According to Article 1, Paragraph 2 of the Convention for the Prevention and Punishment of Terrorism of 1937, which was established in Geneva under the now-dissolved League of Nations, the term “acts of terrorism” was defined as “criminal acts directed against a State and intended or calculated to create a state of terror in the minds of particular persons, or a group of persons or the general public.”
It is worth noting that at the time of this writing there are no Iraqi Kurdish parties or entities on terrorist lists.
But what if Syria’s list is taken seriously? Ali al-Tamimi, also a former judge, said it is not that simple.

“Even in cases where the name of an individual is added to the UN’s lists of designated terrorist groups or those of other states, it doesn’t hold any legal weight,” Tamimi told Al-Monitor. “[That is,] unless a law or resolution was passed by the Iraqi judiciary or Kurdistan’s judiciary validating that list,” he added.
“The Iraqi government should address the Syrian government formally,” Tamimi said. “In any case, Iraq is not bound to extradite Masrour or anyone else for the matter based on those lists, unless he was wanted by another state through Interpol. Even in this case, Iraq can refuse to surrender him should the state wish to do so.”

Political analyst and writer Kathem al-Haj of Al-Hadaf Network for Political and Media Analysis spoke to Al-Monitor and stressed “the existence of political implications to the Syrian list rooted in [Masrour Barzani’s] involvement in the Syrian situation.” Haj cited Article 7 of the 2005 Iraqi Constitution:

“The state shall undertake to combat terrorism in all its forms, and shall work to protect its territories from being a base, pathway or field for terrorist activities.”

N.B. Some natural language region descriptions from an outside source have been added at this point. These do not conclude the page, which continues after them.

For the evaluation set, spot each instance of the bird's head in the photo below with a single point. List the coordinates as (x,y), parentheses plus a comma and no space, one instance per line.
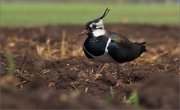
(95,27)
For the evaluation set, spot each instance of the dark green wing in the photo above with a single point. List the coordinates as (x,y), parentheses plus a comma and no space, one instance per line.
(120,40)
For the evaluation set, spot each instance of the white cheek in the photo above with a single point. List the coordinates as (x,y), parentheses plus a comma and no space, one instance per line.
(99,32)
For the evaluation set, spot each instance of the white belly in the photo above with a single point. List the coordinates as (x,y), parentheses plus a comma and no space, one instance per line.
(106,58)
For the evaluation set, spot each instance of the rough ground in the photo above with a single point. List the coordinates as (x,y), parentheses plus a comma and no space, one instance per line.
(52,72)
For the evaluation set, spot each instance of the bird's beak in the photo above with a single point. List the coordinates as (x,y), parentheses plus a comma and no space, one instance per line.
(83,32)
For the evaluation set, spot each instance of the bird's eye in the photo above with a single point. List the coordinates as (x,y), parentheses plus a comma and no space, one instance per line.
(93,26)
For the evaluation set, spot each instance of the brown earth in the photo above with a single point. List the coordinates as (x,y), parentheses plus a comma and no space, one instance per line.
(52,71)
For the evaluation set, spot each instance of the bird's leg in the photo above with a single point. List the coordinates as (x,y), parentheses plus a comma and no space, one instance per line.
(119,74)
(98,74)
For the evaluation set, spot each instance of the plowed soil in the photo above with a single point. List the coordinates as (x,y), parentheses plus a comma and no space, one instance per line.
(51,70)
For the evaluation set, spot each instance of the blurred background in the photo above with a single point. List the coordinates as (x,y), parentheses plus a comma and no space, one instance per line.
(42,12)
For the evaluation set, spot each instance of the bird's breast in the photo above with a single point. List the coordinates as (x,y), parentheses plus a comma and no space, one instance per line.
(95,46)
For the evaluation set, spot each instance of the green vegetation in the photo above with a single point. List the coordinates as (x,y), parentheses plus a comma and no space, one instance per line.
(133,98)
(11,64)
(80,13)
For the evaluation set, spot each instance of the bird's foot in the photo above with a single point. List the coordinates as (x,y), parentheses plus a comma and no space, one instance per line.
(98,74)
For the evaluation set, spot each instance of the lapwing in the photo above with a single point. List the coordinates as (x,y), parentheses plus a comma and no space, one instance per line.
(109,47)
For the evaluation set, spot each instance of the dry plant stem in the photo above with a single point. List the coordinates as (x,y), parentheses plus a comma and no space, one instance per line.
(98,74)
(63,45)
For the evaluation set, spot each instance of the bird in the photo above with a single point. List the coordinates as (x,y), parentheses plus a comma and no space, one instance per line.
(109,47)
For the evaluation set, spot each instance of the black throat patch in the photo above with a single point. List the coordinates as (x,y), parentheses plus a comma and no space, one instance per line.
(96,45)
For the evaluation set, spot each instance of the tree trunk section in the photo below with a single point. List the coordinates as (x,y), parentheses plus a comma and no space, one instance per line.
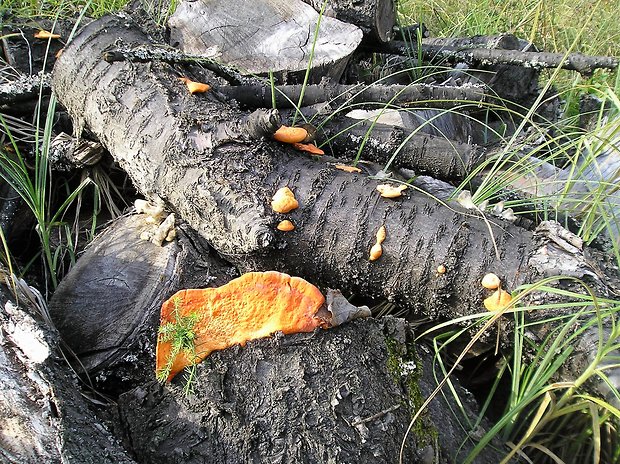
(343,395)
(107,308)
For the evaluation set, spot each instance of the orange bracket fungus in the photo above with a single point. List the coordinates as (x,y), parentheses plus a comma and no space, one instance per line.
(389,191)
(196,322)
(285,226)
(287,134)
(46,35)
(376,251)
(195,87)
(284,201)
(498,301)
(490,281)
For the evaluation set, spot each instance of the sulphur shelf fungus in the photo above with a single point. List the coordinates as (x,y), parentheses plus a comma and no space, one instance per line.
(196,322)
(490,281)
(377,250)
(346,168)
(287,134)
(195,87)
(284,201)
(498,301)
(390,191)
(285,226)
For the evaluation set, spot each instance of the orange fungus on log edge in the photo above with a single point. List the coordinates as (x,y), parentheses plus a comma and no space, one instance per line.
(255,305)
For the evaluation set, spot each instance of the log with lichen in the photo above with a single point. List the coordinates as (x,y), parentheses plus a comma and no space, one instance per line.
(167,141)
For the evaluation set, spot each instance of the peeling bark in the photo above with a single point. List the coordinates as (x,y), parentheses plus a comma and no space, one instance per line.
(287,96)
(271,36)
(107,308)
(224,191)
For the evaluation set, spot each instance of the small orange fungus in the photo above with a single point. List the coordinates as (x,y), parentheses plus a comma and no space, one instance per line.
(309,148)
(498,301)
(285,226)
(490,281)
(284,201)
(46,35)
(255,305)
(345,168)
(290,134)
(195,87)
(381,234)
(390,191)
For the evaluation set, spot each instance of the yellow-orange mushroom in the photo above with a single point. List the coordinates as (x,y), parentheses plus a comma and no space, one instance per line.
(375,252)
(255,305)
(498,301)
(381,234)
(290,134)
(390,191)
(284,201)
(195,87)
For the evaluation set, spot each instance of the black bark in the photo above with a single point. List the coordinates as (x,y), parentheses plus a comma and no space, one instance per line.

He also cited Article 8, which says,

“Iraq shall observe the principles of good neighborliness, adhere to the principle of noninterference in the internal affairs of other states.”
“Masrour Barzani should adhere to Iraq’s Constitution and laws,” Haj said, adding, “[He should also] not take any position in support of any religious or ethnic group in another state, because this is prohibited according to the law.

Haj said,

“Iraqi Kurdistan should inquire as to the reason why [Masrour Barzani’s] name was put on Syria’s list for terrorist entities through the Iraqi Ministry of Foreign Affairs and move forward by sticking to legal measure mechanisms through formal channels.”

But it seems that the central government, judging from the response by Baghdad and Iraq’s Ministry of Foreign Affairs, remains unconcerned by the Syrian list. Meanwhile, the Iraqi Kurdistan government has limited its response to the one statement made to the media and merely a handful of condemnations.